Manage Panoptes Sidekiq process scaling smartly and safely with KEDA
Scaling is managed by KEDA, which automatically increase the number of available pods based on the size of Sidekiq Redis queues. These KEDA objects are managed by this repo from the `panoptes-[env]-scalers' YAML files. For now, changes are not automatically applied and should be made by an admin.

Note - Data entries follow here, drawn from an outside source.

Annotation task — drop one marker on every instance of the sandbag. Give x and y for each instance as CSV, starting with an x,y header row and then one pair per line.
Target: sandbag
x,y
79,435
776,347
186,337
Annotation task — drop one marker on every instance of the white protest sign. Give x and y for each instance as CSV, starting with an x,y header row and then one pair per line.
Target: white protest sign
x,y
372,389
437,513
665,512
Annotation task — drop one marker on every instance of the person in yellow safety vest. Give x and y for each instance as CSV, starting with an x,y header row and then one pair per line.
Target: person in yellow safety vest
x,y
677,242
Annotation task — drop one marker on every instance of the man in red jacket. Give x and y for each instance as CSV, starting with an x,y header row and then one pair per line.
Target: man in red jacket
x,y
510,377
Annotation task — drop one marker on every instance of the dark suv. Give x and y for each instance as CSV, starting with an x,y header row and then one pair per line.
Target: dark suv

KEDA's downscaling works great for processing jobs that run in less than the standard timeout, around 25 seconds. But this behavior is dangerous for much longer-running dumpworker jobs like data exports, as the HPA downscaling operation doesn't differentiate between active and idle Sidekiq processes when deciding which process to end. So this repo contains a script runs as a cron job in Kubernetes and checks for idle Sidekiq dumpworker processes, periodically killing pods and scaling the deployment down. Normal HPA downscaling operation is disabled via the KEDA scalers for dumpworker processes.
Tweakables:
- MINIMUM_PODS Env var, allows for a specified number of pods to remain running even when idle. For example, setting this to '1' could allow for a production dumpworker to always remain running to minimize the delay in job processing, while allowing it to be set to '0' in the staging template. This should match the minReplicaCount in the scaler template, it tells the script to not try to kill a pod that'll just get replaced by the HPA.
- pollingInterval The amount of time between checks to see if it should downscaling. This applies to the KEDA/k8s HPAs and is not a factor for downscaler-managed dumpworkers.
- maxReplicaCount increase this if you want to see more parallel processing.
- Schedule CronJob attribute, will dictate the interval between downscaling jobs.